Homily of Bishop Denis, Carlow Cathedral 11am Mass via webcam Sunday 15 March 2020


I welcome all of you who join us through the webcam facility in the Cathedral of the Assumption, Carlow this Sunday morning. While the obligation to be physically present at Mass is completely removed for all of you this day; you have chosen to join us and unite your prayer to ours as we pray for our anxiety to ease, our fears to be calmed and our broken lives to be healed in the face of the coronavirus, Covid-19. It is so good to be spiritually together at times like this, we need each other.

It’s the Sunday of the Woman at the Well – the third Sunday on our Lenten journey – Digging Deeper, Living Lent.
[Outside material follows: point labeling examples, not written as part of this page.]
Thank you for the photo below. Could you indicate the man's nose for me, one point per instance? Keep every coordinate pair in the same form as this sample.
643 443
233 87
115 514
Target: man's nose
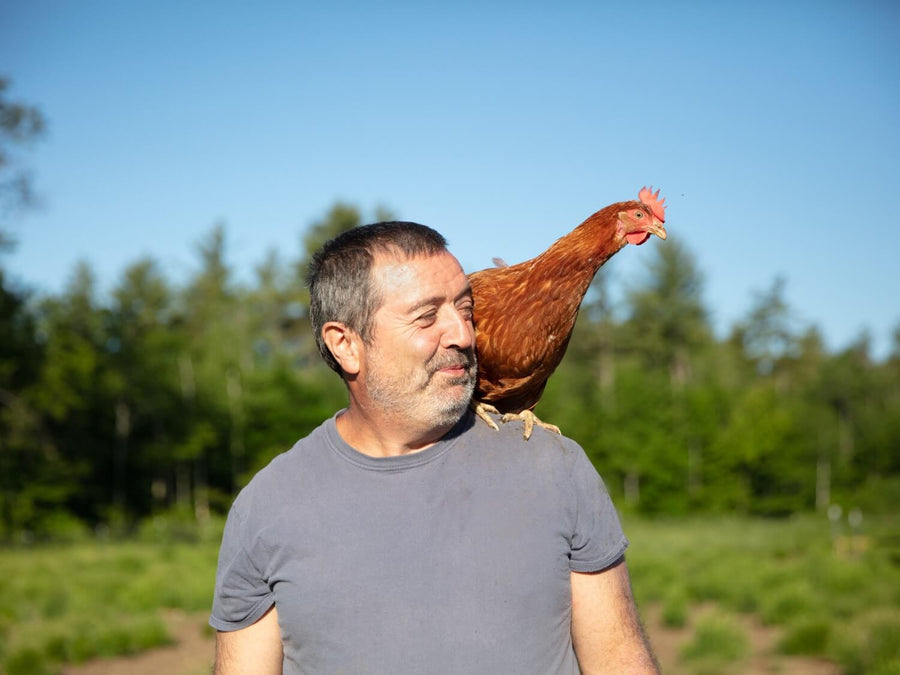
458 331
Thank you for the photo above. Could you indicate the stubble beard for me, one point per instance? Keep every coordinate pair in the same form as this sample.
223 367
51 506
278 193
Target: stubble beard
437 401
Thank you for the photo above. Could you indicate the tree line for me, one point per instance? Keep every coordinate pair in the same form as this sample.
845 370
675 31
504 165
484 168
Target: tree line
157 398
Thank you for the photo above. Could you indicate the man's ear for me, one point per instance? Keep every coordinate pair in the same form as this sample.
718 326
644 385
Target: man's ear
344 344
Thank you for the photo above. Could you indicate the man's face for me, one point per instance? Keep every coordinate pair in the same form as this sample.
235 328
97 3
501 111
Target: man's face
421 359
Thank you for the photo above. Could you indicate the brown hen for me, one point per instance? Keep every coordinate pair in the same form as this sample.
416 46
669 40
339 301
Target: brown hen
525 313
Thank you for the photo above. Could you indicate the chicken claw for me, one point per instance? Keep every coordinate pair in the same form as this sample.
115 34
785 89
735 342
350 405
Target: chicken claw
529 419
482 410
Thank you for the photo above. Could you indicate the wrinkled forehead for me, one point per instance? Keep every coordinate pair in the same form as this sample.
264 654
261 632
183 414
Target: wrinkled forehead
400 275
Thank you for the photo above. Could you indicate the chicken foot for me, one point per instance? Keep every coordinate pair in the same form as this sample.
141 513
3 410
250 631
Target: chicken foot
528 418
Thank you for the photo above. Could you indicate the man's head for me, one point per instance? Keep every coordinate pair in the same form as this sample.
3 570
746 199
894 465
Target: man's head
341 287
392 311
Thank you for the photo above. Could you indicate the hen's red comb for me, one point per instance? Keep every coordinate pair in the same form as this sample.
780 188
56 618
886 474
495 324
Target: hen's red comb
651 200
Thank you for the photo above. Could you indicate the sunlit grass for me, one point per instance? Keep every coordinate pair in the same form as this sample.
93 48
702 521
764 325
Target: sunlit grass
826 599
68 604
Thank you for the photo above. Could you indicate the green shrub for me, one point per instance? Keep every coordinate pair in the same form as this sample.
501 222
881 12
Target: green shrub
794 599
28 661
675 609
869 643
808 636
718 639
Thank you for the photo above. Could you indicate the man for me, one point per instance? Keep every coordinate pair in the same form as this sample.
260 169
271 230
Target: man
402 536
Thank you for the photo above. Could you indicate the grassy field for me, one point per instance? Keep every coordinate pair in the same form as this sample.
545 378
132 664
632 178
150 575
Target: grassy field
824 594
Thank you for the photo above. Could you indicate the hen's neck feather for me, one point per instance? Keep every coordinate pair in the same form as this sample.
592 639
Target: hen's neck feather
575 258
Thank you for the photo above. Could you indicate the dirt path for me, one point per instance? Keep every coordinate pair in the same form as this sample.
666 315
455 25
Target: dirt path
193 652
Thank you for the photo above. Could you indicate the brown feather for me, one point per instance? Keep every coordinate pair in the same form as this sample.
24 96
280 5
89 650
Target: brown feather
525 313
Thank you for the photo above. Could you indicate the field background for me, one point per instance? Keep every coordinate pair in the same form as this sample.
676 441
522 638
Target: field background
758 469
718 595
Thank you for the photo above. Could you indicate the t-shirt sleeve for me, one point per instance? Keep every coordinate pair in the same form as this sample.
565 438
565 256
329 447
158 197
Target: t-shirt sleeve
242 594
598 540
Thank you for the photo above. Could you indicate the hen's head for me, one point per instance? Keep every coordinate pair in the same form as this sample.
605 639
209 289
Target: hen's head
643 218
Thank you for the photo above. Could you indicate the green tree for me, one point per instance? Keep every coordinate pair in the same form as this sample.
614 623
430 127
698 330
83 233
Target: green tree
20 125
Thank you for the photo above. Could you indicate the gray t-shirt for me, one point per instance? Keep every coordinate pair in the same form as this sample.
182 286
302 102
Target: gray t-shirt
455 559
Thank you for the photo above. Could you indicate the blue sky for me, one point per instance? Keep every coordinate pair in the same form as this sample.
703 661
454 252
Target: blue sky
772 128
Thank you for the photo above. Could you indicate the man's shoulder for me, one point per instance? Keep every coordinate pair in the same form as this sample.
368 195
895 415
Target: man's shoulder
286 465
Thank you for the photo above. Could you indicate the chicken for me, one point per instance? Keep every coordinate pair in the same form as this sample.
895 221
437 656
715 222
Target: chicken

The woman had come simply to draw water in the midday sun, but she trusts Jesus with her story, the deeper she digs, the greater the mercy, understanding and compassion offered by Jesus. Drawing water is easy, telling our story is another matter entirely. Let’s pause a moment as we gather around our kitchen tables, our computer screens and share our story with the One who never judges, who has no agenda but to offer us bread that lasts forever and water from a well that never dries up. Let us pray for forgiveness …


The poet Krista Besselman’s in her poem ‘Women at the Well’ writes:

When our past has cast a shadow
even sunshine can’t dispel.
There is One who knows and loves us
who will meet us at the well.[1]

Each of us know our own well, our own church, our own Cathedral. We know the seat we sit on. We even know who’ll sit behind us or in front of us. Familiarity is completely upended on a Sunday like this.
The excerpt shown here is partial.